What are derived functors for? This question may have been asked before, but I haven't found any that has a suitable answer for me. 
I took a course of homological algebra this semester. We studied modules, category theory, and the definition of complexes and homology. We then rapidly saw the simplicial homology, to have a concrete example of the usefulness of homology. 
But at the end of the course, we saw projective, injective and flat objects, and then the definition of derived functors, with the unavoidable examples of Ext and Tor. 
But there is one thing that we haven't seen: why are the functors Ext, Tor and derived functors in general important? I mean, they kind of correct the non-exactness of the functors Hom and $\otimes$, but when is this fact useful in practice? Are they other properties that are useful? 
I am a graduate student in a department of mostly algebraists/combinatorists, so I only know the very basics of topology. And after that course of algebraic homology, it seems to me that I only learned the tools, not what those tools are for, so I don't understand why I studied derived functors, and I'd like to know!
Thanks in advance!
 A: *

*in algebraic topology you have the universal coefficent theorem, which allows you to calculate the (co)homology of topological spaces with coefficents in some group, given that you already know the result for $\mathbb{Z}$.

*in algebraic geometry sheaf cohomology is of big interest and an important tool to understand varieties better. The explicit setting is that the global sections functor of a sheaf is left, but not right exact. This is one example from complex geometry on how the functor fails to be right exact and what important consequences it might have. So you can construct its left derived functor and cohomology. Furthermore in "nice" cases these cohomology groups can be calculated via "nice" resolutions (Čech complex)

A: Derived Functors give homology and cohomology. This is very useful in practice, because it also gives tools to determine then (co)homology groups explicitly, e.g., via some resolution. You have already mentioned Tor, which gives homology, and Ext, which gives cohomology. A particular example is group (co)homology, with coefficients in modules.
A: Suppose you have a functor from category $$A \to B$$, and suppose you have a short exact seq in A. Then the image of the seq maynot be exact.
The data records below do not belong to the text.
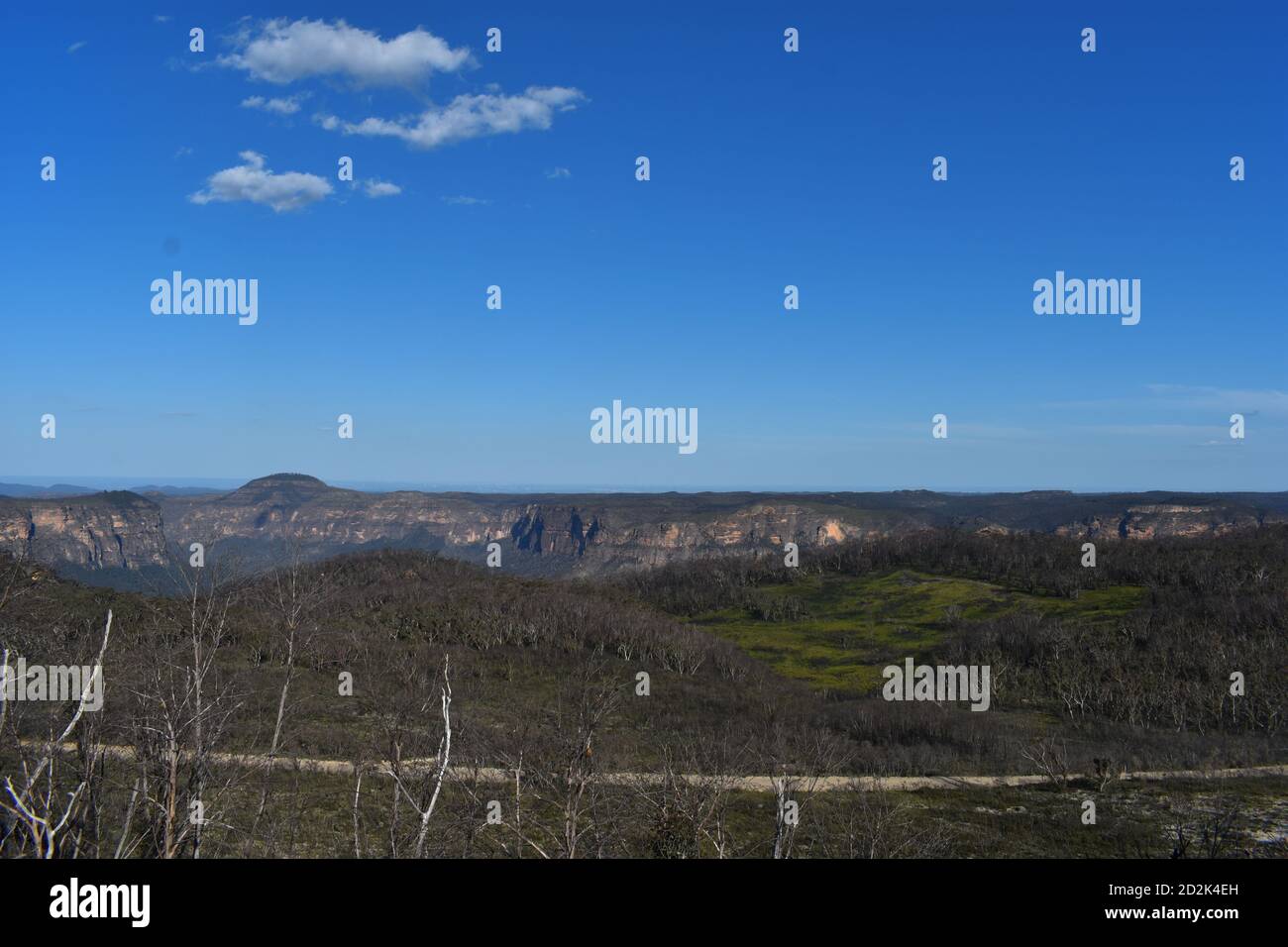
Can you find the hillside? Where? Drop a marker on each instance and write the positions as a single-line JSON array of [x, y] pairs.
[[123, 539]]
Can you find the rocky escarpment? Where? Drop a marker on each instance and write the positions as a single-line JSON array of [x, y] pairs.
[[101, 531], [561, 534]]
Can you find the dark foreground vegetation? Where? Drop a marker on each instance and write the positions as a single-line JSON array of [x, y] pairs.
[[617, 718]]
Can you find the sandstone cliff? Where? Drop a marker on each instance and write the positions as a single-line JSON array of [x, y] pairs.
[[568, 534]]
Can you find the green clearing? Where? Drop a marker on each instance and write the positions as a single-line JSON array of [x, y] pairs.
[[854, 626]]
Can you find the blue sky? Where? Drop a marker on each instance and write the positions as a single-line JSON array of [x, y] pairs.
[[768, 167]]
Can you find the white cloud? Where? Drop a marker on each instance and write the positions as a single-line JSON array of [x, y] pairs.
[[380, 188], [468, 116], [287, 106], [286, 52], [258, 184]]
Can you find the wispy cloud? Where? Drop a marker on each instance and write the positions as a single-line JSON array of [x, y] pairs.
[[281, 51], [380, 188], [279, 106], [468, 116], [256, 183], [1209, 398]]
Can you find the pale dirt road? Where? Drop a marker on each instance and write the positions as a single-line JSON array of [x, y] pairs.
[[756, 784]]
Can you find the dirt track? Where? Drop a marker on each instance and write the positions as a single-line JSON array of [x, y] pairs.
[[758, 784]]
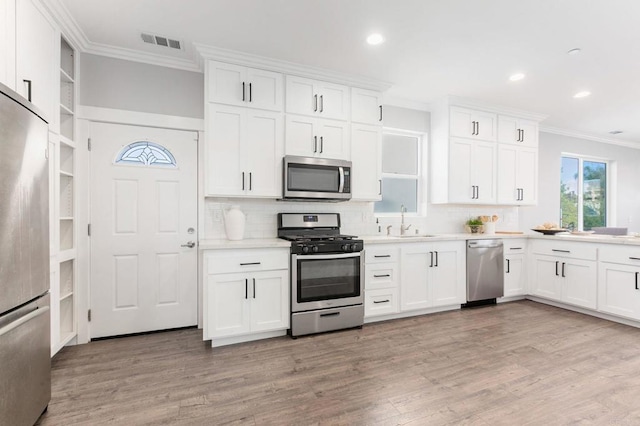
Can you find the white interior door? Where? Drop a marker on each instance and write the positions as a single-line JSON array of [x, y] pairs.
[[143, 209]]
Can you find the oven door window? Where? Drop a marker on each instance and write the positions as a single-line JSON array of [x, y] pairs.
[[324, 279]]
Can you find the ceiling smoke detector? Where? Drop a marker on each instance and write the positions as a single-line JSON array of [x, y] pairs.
[[161, 41]]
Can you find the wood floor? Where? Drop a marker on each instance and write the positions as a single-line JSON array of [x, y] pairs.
[[513, 364]]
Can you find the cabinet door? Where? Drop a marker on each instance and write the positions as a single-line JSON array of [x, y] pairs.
[[228, 305], [270, 300], [366, 143], [262, 150], [333, 100], [333, 139], [414, 268], [579, 282], [300, 136], [35, 58], [225, 83], [447, 276], [223, 158], [514, 283], [264, 90], [618, 292], [484, 172], [366, 106], [544, 278], [301, 97]]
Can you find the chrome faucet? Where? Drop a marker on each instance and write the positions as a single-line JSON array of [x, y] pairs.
[[403, 228]]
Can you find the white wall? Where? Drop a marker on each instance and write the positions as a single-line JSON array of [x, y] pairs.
[[626, 174], [115, 83]]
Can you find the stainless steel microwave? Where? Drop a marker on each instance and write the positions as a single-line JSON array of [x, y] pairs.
[[319, 179]]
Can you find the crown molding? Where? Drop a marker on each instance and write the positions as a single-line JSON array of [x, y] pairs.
[[277, 65], [588, 136]]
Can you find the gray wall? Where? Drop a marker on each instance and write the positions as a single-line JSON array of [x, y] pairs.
[[626, 172], [119, 84]]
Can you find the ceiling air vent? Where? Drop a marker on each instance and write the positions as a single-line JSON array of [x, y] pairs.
[[161, 41]]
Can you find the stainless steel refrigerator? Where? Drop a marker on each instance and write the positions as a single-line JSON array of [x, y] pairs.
[[25, 342]]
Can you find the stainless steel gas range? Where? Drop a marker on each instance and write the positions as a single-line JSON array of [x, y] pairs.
[[327, 273]]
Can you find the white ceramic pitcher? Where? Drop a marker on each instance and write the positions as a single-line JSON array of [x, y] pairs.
[[234, 221]]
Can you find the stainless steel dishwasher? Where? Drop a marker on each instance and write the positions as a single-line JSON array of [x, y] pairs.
[[485, 271]]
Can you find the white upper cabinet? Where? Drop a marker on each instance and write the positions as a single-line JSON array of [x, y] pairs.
[[468, 123], [366, 106], [366, 145], [242, 86], [37, 68], [517, 131], [314, 137], [317, 98]]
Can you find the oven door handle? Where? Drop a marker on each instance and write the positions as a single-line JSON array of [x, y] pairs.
[[326, 256], [341, 186]]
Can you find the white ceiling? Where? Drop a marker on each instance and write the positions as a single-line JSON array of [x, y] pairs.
[[433, 48]]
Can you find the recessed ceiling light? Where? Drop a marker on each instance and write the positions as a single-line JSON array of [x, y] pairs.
[[582, 94], [375, 39]]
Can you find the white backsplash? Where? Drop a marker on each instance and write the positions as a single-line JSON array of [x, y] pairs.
[[357, 217]]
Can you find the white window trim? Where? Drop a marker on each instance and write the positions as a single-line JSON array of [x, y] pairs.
[[611, 187], [422, 171]]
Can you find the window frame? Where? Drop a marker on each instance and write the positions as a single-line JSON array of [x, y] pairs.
[[609, 188], [420, 177]]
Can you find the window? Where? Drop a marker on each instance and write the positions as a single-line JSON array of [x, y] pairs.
[[146, 154], [401, 170], [583, 193]]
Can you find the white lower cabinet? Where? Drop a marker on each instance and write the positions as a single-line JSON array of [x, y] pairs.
[[565, 272], [515, 283], [247, 298], [432, 275]]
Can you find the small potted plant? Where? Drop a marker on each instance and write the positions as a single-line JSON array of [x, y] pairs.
[[474, 225]]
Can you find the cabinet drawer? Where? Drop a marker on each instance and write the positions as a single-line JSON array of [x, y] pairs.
[[382, 275], [380, 302], [565, 249], [381, 253], [620, 254], [242, 260]]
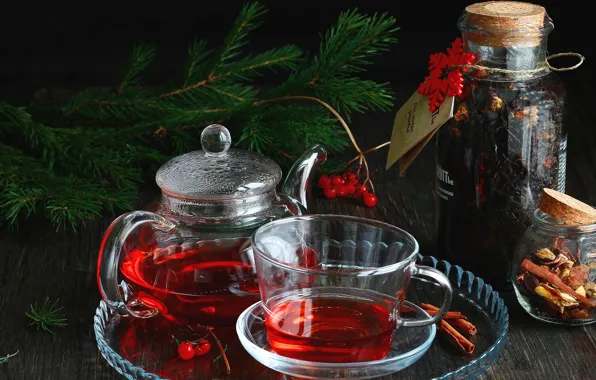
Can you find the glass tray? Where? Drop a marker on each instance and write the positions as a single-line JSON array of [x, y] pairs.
[[144, 349]]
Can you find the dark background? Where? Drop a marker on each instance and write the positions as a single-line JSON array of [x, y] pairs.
[[83, 43]]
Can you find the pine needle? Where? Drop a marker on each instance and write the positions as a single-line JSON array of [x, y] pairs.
[[46, 316], [88, 154], [4, 359]]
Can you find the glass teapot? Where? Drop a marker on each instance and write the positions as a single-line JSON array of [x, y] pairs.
[[190, 261]]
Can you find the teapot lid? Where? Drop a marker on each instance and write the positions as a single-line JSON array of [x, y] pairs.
[[218, 172]]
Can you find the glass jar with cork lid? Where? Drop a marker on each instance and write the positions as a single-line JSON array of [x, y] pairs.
[[506, 141], [554, 263]]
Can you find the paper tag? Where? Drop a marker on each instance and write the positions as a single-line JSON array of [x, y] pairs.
[[414, 127]]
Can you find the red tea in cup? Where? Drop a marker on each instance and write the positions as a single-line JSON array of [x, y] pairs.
[[338, 327]]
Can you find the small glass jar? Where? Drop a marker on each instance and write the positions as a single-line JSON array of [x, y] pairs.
[[554, 271], [505, 143]]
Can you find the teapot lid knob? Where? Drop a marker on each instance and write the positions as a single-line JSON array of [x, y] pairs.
[[216, 140]]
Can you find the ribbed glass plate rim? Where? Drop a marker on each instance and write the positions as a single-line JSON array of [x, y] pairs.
[[474, 287], [461, 280]]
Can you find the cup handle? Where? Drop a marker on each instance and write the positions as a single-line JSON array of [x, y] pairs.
[[108, 263], [439, 277]]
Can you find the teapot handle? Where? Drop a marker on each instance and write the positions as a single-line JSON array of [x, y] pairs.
[[297, 182], [109, 261]]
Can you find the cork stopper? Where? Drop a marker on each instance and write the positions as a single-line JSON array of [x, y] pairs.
[[565, 208], [506, 23]]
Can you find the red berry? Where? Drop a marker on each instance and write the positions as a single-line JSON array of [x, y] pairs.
[[186, 351], [330, 192], [203, 347], [337, 181], [358, 190], [324, 182], [370, 200]]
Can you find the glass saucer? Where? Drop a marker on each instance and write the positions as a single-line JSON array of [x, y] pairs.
[[409, 345], [139, 349]]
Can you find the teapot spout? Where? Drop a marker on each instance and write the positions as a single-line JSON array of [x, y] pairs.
[[298, 180]]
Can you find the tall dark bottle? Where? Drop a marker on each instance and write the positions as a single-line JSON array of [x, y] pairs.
[[505, 142]]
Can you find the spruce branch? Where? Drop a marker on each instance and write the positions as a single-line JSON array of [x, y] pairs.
[[5, 359], [247, 20], [74, 159], [197, 52], [141, 57], [46, 316]]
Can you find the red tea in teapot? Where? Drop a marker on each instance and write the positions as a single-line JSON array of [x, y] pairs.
[[207, 282]]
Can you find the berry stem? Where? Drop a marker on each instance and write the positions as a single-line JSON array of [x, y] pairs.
[[221, 349]]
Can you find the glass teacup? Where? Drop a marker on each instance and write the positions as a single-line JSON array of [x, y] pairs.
[[332, 286]]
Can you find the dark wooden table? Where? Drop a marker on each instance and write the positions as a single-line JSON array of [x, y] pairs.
[[37, 261]]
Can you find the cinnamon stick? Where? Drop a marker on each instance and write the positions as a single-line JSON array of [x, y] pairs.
[[464, 344], [553, 279], [466, 326], [433, 310]]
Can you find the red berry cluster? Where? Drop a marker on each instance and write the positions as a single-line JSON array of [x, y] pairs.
[[346, 185], [188, 350]]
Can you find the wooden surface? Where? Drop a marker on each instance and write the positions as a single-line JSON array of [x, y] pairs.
[[37, 261]]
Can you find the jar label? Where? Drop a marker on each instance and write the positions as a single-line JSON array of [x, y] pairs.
[[414, 127], [444, 183], [562, 164]]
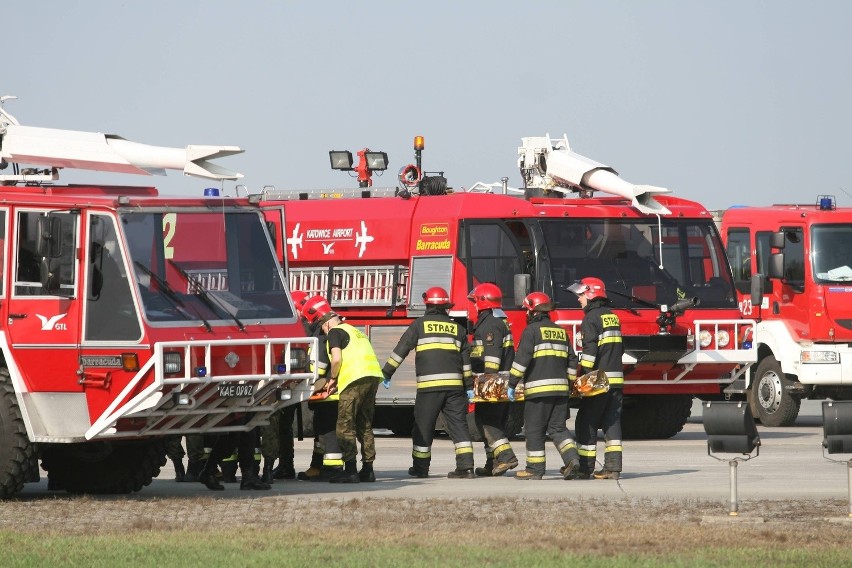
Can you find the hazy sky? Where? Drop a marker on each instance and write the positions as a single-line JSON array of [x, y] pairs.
[[724, 102]]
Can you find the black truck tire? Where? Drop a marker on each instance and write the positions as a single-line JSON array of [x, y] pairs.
[[103, 468], [654, 417], [18, 463], [768, 397]]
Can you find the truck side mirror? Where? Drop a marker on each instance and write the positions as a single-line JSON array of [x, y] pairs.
[[49, 274], [522, 284], [757, 289], [49, 237], [776, 265]]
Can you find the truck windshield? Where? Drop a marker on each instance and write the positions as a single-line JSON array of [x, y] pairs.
[[625, 254], [831, 254], [214, 268]]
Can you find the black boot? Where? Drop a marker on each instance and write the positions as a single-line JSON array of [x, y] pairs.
[[284, 470], [367, 475], [252, 481], [486, 471], [348, 475], [229, 471], [267, 475], [208, 478], [180, 472], [193, 470]]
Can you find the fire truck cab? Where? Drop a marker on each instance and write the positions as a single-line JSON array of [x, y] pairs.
[[130, 316], [373, 252], [792, 267]]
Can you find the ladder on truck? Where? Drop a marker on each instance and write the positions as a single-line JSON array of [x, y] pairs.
[[383, 286]]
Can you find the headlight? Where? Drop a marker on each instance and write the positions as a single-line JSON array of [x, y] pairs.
[[820, 357], [298, 360], [172, 363]]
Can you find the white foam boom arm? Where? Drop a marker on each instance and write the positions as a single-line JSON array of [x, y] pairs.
[[570, 168], [110, 153]]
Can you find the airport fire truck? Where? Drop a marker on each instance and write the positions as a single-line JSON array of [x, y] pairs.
[[130, 316], [792, 267], [373, 252]]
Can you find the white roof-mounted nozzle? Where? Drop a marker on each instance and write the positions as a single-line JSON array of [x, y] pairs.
[[106, 152], [550, 165]]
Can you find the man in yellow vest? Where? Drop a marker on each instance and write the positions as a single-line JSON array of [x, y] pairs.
[[356, 370]]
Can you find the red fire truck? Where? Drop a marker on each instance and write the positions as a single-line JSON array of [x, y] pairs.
[[373, 253], [792, 267], [130, 316]]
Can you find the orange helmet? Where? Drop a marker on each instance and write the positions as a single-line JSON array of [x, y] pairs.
[[438, 297], [537, 302], [589, 287], [486, 296], [316, 310]]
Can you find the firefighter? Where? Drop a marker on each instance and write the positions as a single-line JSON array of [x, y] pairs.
[[276, 439], [223, 447], [174, 451], [442, 366], [357, 374], [326, 458], [492, 350], [602, 349], [542, 364]]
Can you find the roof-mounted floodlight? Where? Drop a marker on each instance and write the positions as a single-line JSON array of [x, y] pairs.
[[368, 162], [376, 161], [730, 430], [341, 160]]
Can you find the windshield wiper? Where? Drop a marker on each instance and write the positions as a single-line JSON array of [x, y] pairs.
[[205, 296], [167, 290]]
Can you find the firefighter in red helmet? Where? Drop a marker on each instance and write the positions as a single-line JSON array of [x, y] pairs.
[[442, 366], [602, 349], [326, 458], [276, 438], [542, 364], [492, 350]]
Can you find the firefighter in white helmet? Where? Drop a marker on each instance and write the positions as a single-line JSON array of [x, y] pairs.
[[542, 364], [493, 350], [602, 349], [442, 365]]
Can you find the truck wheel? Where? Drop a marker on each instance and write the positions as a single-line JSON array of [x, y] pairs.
[[103, 467], [768, 397], [654, 417], [18, 463]]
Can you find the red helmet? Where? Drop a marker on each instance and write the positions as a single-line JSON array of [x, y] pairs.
[[437, 296], [537, 302], [316, 310], [486, 296], [299, 298], [589, 287]]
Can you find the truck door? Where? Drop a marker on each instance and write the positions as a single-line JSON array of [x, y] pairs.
[[44, 306], [789, 300]]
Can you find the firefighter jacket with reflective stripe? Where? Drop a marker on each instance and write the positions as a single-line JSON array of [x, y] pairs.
[[358, 358], [493, 348], [322, 362], [542, 359], [442, 354], [602, 345]]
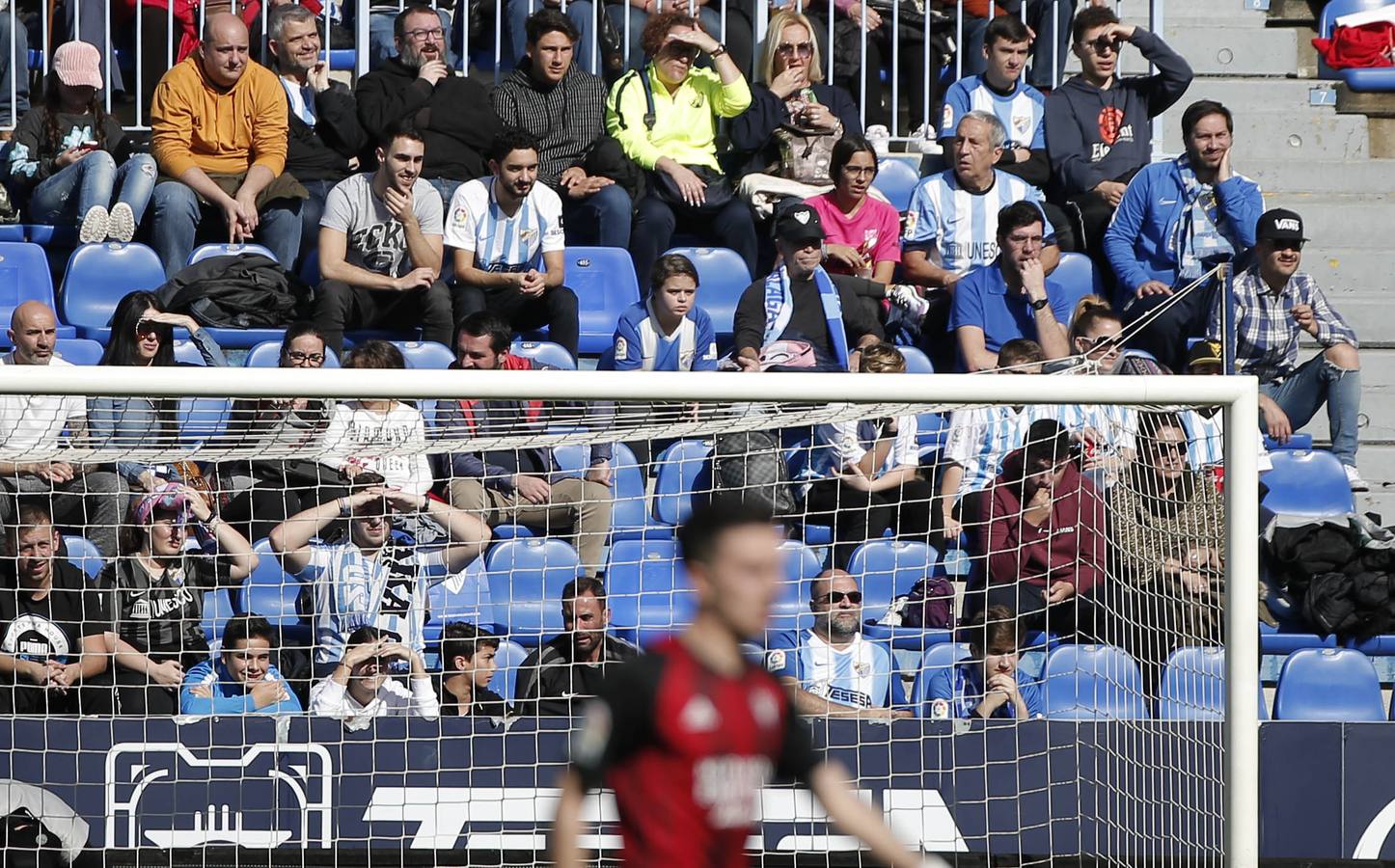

Suppose you know the image of two consecutive objects and you want to calculate the image of the third object using the images two objects, it is not possible as such, because you will have kernels or Cokernels as the case maybe, which you don't know. But it turns out that there are some standard constructions from the given objects, which when added to the image sequence gives a long (maybe infinite) exact sequence. The constructions are Infact independent of that particular sequence, but are functors from A to B. These functors are derived functors of the initial functor. If you want an analogy. Consider a function from $$\mathbb R \to \mathbb R$$. Supoose b=a+h. Then f(b) =f(a) + Df(a)h +....  You can suppose f is like a functor, points in R are like objects. If b is related to a as b=a+h, then to write fb in terms of a and h, f is not enough, you need additional functions Df, DDf,... etc. And you can see this relationship is independent of a, b, h. Rather f, Df, DDf are functions on R.